Enseignement : poursuivre la mère des réformes, sans céder
Pour réformer le système d’enseignement public, mission que s’est fixée le ministre de l’Education nationale, Chakib Benmoussa, le chemin ne sera pas pavé de roses, loin s’en faut. Alors qu’un dialogue franc s’est mis en place avec les syndicats les plus représentatifs des enseignants, devant déboucher, entre autres nouveautés, sur un statut unifié du fonctionnaire de l’éducation nationale, les professeurs contractuels disent niet. A tout.
Refusant d’entrer en pourparlers avec le ministère de tutelle, ils s’enferment dans une posture jusqu’au-boutiste. Pour eux, aucune discussion n’est possible sans une intégration mécanique dans la fonction publique centrale. Tout ou rien, telle est leur approche. Déjà fonctionnaires, affiliés aux AREF, les contractuels réclament un statut fossilisé, appelé à subir une transformation fondamentale dans les mois à venir.
Refusant la négociation, leur coordination multiplie les appels à la grève et enchaîne les journées d’arrêt de travail: 48 jours à l’écriture de ces lignes. Souhaitant éviter le passage en force, le ministère use pour l’instant de diplomatie. Mais l’horloge tourne et chaque journée perdue pour l’élève, pris en otage par des intérêts qui le dépassent, sonne comme un drame supplémentaire pour une école publique ravagée par le corporatisme.
Si l’état marocain, notamment sous Hassan II, a instillé des idéologies mortifères dans les enceintes du système éducatif, taillé jadis pour fabriquer un citoyen obéissant, dénué d’esprit critique, cette époque est loin derrière nous. De l’eau a coulé sous les ponts. Il semblerait désormais qu’après avoir inscrit la refonte radicale de l’école dans le Nouveau modèle de développement et placé son architecte à la tête du ministère de tutelle, l’état entretienne des intentions réformatrices sincères.
Déjà, une première bataille a été remportée par Benmoussa. En réservant le concours d’accès à la formation d’enseignants aux moins de 30 ans, il injecte une bouffée d’oxygène par petites doses dans l’organisme éprouvé de la matrice éducative. Soulevant une bourrasque de critiques à son annonce, la décision, à présent appliquée, ne fait plus polémique. Les élèves auront désormais en face d’eux des enseignants jeunes, pleins de “niaque”, promis à des carrières conditionnées par des critères de performance récompensant les plus méritants.
Le mot “performance” n’est plus un tabou, il est en phase avec les ambitions du pays: forger un capital humain apte à porter le Maroc vers une meilleure compétitivité, à le doter de l’outil ultime : un citoyen bien formé, capable d’adaptation et fort de qualités intrinsèques lui permettant de briser l’inertie de classe.

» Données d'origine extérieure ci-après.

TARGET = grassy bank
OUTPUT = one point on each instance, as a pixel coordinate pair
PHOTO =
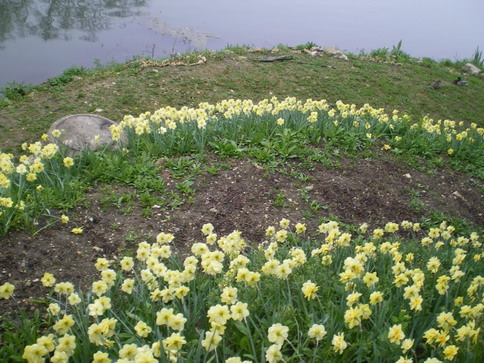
(240, 230)
(391, 80)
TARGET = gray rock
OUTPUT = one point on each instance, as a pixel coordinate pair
(471, 68)
(84, 131)
(335, 52)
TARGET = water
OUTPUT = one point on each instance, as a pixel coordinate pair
(41, 38)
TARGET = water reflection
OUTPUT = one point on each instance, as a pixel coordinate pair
(54, 19)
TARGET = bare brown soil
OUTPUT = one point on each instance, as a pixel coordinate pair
(242, 197)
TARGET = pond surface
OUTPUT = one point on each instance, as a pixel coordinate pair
(41, 38)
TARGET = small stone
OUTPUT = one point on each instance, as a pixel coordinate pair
(471, 68)
(83, 131)
(335, 52)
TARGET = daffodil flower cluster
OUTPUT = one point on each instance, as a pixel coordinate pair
(420, 298)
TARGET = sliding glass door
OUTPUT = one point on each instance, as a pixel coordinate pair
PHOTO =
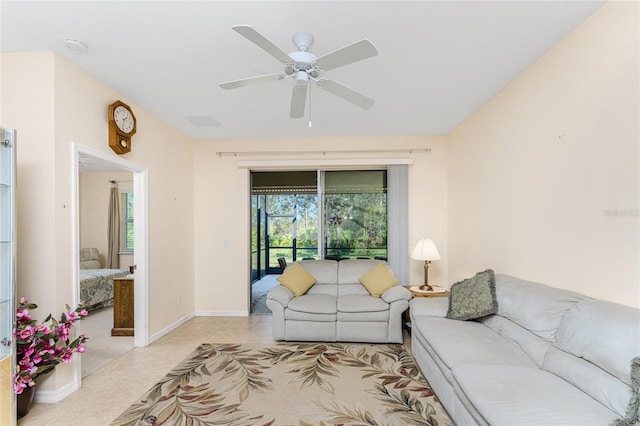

Tout, en effet, doit découler de cet impératif catégorique : former le Marocain de demain, réactiver l’ascenseur social.
Trop de temps a été perdu. De nombreuses réformes, dans le passé, se sont écrasées contre le récif des intérêts étriqués d’enseignants (pas tous, fort heureusement) soucieux d’abord d’eux-mêmes avant de penser à l’intérêt de l’enfant. L’on peut certes arguer que l’état a péché par incompétence, par une allocation imparfaite des ressources, et une priorisation bancale des chantiers, notamment ce funeste plan d’urgence ayant éclusé 43 milliards de dirhams pour si peu de résultats.
Mais lorsqu’on y pense, c’est l’enseignant, le maître, le professeur qui est au centre de tout l’édifice. Ce n’est pas commettre un blasphème que de le rendre lui aussi, et peut-être en premier lieu, responsable du naufrage. Car on ne s’engage pas dans ce métier comme on s’engage dans une sinécure, en privilégiant d’abord le confort personnel à l’édification du Marocain du futur.
Aujourd’hui, le plan du ministère, sans être parfait, propose un cap pertinent. L’ambition est certes d’exiger l’excellence de l’enseignant, tout en lui accordant une meilleure formation, de meilleures conditions de travail, une rémunération en ligne avec ses compétences et son évolution et, bien entendu, une carrière diversifiée, allant de l’expertise à la recherche. En somme, le contrat social de Marcel Mauss: don et contre-don.
Telle est la promesse et tout porte à croire que les moyens mis en œuvre pour la tenir seront au rendez-vous. Ce nouveau pacte suppose néanmoins un minimum de bonne foi de la part des principaux concernés : les enseignants. Les 5 syndicats qui parlementent avec le ministère semblent avoir pris la mesure de l’enjeu. Pas les contractuels, arc-boutés sur des revendications anachroniques et, en toute honnêteté, assez irrationnelles. Nous l’avions dit il y a quelques mois ici même, nous le répétons aujourd’hui : Chakib Benmoussa est prié de ne pas céder. L’avenir de tout un pays en dépend.